16. Lines 274-276: “One option in the future might be to control the redox potential during only part of the fermentation, for example only until yeast growth is completed which is generally indicated by the time of the peak fermentation rate.” Why would this be beneficial? What is the proposed influence of the increased ORP on yeast metabolism and process performance? Please comment.

17. Lines 286-288 (also in relation to specific comment no. 14): “This is interpreted as being due to the formation and release of reduced glutathione during yeast growth and a slowing effect of the peak decline due to the concentration of ethanol.” Only Glutathiones? What about other redox-active species excreted by the yeasts?
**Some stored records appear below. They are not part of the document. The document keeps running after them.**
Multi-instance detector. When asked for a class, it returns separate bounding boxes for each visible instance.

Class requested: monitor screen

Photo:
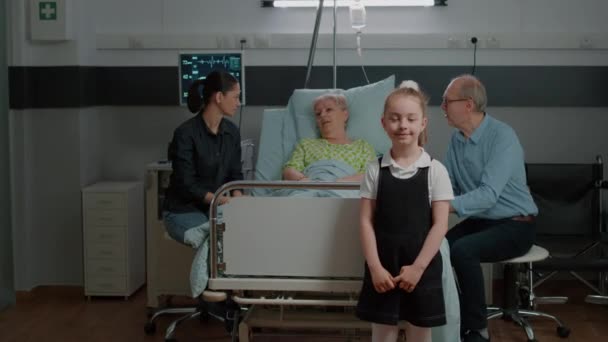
[179,52,245,106]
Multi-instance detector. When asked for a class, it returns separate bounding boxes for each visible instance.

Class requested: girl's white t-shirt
[360,149,454,203]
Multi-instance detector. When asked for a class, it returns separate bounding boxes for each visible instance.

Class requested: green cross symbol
[38,1,57,20]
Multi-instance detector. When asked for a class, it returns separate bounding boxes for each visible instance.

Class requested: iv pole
[304,0,338,89]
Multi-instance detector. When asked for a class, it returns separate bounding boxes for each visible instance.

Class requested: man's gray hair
[455,75,488,112]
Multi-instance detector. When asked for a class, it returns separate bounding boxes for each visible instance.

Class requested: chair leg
[165,310,201,341]
[511,313,536,342]
[144,307,196,335]
[585,295,608,305]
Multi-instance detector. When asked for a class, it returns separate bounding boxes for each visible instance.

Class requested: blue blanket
[185,160,460,342]
[272,160,359,198]
[184,160,359,297]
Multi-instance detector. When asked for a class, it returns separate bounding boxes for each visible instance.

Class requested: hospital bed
[208,77,459,341]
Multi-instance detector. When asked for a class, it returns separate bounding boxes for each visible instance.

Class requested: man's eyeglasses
[441,97,469,107]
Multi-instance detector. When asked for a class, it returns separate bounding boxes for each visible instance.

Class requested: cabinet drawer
[84,192,127,209]
[85,209,127,227]
[85,259,126,279]
[84,227,125,246]
[86,242,125,259]
[85,277,127,294]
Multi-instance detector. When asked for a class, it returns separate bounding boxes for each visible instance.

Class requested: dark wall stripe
[9,66,608,109]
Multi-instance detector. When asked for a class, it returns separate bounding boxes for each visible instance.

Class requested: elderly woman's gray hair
[312,93,347,109]
[455,75,488,112]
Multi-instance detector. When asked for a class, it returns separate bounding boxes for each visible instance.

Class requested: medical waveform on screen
[179,52,243,104]
[183,56,241,69]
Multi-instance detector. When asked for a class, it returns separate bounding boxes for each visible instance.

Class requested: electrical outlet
[448,37,462,49]
[579,37,593,49]
[128,37,144,49]
[486,36,500,49]
[216,35,235,49]
[465,35,481,48]
[253,34,270,49]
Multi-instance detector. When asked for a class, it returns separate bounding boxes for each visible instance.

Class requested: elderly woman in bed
[283,93,376,182]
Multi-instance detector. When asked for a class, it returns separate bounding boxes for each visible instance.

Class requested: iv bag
[350,0,366,31]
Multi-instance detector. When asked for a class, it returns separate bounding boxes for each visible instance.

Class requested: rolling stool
[145,291,236,342]
[488,245,570,342]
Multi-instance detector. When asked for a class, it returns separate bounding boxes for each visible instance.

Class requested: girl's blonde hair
[384,80,429,146]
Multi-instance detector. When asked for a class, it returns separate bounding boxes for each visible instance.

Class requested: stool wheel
[557,326,570,338]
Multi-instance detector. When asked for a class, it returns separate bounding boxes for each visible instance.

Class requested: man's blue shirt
[445,114,538,219]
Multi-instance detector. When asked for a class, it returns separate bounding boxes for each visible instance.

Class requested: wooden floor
[0,281,608,342]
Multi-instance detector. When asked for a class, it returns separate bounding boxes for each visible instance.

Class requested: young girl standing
[357,81,454,342]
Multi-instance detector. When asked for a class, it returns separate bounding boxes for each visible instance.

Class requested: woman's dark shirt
[164,114,243,213]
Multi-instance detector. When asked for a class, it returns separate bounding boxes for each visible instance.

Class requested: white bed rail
[209,181,360,279]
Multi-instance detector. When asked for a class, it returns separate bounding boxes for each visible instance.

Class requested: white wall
[7,0,608,289]
[0,0,15,311]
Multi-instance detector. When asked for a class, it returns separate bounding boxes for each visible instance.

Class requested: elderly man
[441,75,538,342]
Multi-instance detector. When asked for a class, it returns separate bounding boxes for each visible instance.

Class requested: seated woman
[163,70,243,247]
[283,93,376,182]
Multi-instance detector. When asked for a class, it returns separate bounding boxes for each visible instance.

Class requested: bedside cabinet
[82,182,146,299]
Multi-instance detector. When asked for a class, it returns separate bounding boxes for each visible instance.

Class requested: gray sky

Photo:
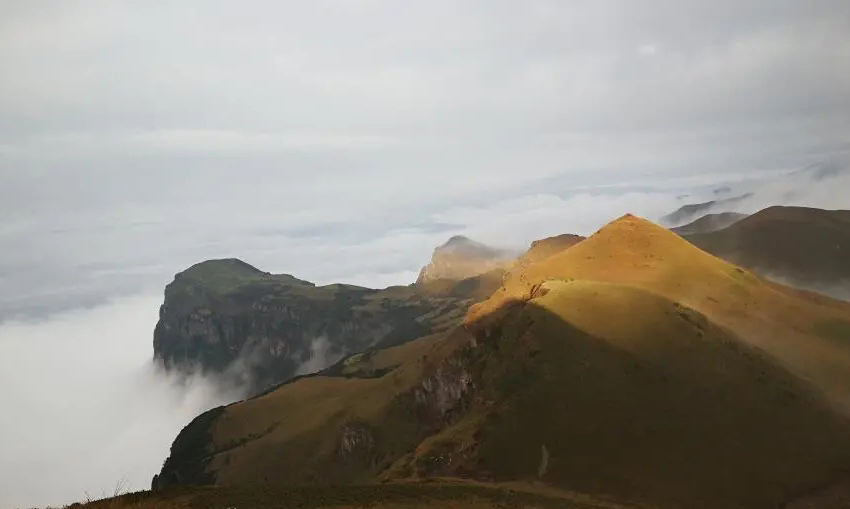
[0,0,850,319]
[0,0,850,506]
[0,0,850,319]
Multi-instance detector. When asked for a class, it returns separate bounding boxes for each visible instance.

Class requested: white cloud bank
[0,297,236,509]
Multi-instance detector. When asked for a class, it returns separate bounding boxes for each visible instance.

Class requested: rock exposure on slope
[154,259,484,394]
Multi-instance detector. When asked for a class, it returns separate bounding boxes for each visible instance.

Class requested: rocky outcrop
[154,259,476,394]
[416,235,515,285]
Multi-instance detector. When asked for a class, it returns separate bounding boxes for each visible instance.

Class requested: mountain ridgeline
[154,209,850,509]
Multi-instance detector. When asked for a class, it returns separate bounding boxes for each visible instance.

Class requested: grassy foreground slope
[147,216,850,509]
[466,212,850,410]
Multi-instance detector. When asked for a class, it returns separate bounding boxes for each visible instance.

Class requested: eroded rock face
[337,423,375,458]
[416,235,515,284]
[154,259,469,394]
[413,361,472,419]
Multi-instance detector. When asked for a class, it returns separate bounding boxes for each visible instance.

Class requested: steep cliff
[154,259,484,394]
[416,235,515,285]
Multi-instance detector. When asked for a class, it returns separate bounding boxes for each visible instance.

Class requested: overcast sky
[0,0,850,505]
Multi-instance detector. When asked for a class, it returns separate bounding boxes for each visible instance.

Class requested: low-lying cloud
[0,296,240,508]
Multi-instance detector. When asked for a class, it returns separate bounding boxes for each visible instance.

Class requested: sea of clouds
[0,160,850,508]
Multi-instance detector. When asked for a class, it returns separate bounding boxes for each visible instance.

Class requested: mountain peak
[416,235,513,283]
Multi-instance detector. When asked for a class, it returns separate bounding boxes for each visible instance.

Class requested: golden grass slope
[440,280,850,509]
[154,216,850,509]
[466,215,850,410]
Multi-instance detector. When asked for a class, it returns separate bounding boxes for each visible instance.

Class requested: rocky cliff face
[154,259,476,394]
[416,235,515,284]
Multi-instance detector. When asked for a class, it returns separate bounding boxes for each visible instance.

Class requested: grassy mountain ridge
[149,211,850,508]
[685,207,850,294]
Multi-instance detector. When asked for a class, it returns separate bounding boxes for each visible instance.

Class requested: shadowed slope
[686,207,850,294]
[670,212,747,235]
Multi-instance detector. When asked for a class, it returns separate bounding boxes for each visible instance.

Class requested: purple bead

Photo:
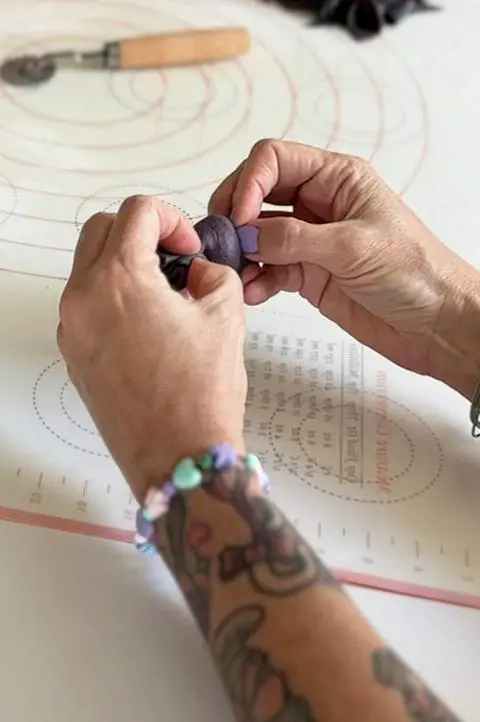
[136,509,155,539]
[209,443,237,469]
[162,481,177,503]
[194,216,247,273]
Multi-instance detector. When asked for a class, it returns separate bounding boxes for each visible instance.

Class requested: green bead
[172,459,202,489]
[198,454,213,471]
[243,454,262,471]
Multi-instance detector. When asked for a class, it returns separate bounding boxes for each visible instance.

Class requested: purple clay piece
[157,246,202,291]
[194,216,247,273]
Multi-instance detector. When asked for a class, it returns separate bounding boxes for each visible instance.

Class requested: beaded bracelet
[134,443,270,554]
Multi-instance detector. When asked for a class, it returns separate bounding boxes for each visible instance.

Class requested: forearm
[157,456,462,722]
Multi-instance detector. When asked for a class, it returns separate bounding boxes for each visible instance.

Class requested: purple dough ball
[194,216,247,273]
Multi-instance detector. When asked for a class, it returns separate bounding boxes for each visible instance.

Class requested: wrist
[430,263,480,401]
[126,424,245,503]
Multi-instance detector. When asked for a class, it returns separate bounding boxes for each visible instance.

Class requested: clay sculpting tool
[0,27,250,85]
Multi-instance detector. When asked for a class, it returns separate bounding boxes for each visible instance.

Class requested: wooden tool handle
[118,27,250,70]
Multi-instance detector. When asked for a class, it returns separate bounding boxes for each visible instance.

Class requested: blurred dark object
[157,246,197,291]
[263,0,440,40]
[157,216,247,291]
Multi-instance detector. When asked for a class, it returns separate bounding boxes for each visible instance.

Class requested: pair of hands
[58,140,480,498]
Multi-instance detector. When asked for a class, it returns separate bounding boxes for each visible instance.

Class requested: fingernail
[237,226,258,254]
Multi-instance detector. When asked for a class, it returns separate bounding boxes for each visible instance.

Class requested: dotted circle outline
[58,379,95,438]
[32,359,111,459]
[74,183,205,231]
[262,391,445,505]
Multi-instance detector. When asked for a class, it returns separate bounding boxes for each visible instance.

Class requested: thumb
[239,216,368,275]
[187,258,243,300]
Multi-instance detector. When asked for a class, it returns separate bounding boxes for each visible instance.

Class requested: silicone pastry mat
[0,0,480,607]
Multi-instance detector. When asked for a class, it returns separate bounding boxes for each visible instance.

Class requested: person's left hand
[58,197,246,499]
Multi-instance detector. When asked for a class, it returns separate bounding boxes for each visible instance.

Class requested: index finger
[102,196,201,264]
[209,140,339,226]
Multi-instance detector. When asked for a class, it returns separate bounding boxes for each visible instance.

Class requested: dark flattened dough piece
[157,216,247,291]
[194,216,247,273]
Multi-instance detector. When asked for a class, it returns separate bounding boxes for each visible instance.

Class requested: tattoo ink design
[372,649,460,722]
[213,605,314,722]
[158,494,211,638]
[204,468,337,597]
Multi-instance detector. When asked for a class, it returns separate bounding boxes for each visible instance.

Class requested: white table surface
[0,523,480,722]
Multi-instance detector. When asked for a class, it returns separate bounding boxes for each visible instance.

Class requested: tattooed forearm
[157,495,211,637]
[372,648,460,722]
[205,469,336,597]
[213,605,314,722]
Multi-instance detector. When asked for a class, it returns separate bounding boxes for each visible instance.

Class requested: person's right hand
[209,140,480,396]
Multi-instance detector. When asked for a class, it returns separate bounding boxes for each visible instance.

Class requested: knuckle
[346,155,373,182]
[281,218,300,258]
[119,194,155,215]
[250,138,280,158]
[58,284,84,324]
Can they be neglected? Please comment.

18. Lines 280-300: What about more advanced control strategies, such as neural networks? Might they be of future use in this case? Please comment.

19. Lines 309-310: “Previous work has shown the response to the addition of air to differ between grape juices.” Please add the reference to the previous work.

20. Line 323: Remove the “.”. 

Author Response

Please see the attachment

Author Response File: Author Response.pdf

Round 2

Reviewer 1 Report

The paper has been improved. Accept in present form.

Reviewer 2 Report

The authors have addressed all points raised and revised (improved) the manuscript accordingly. Furthermore, the point-by-point answers of the authors are much appreciated. The manuscript might now be accepted in its present form.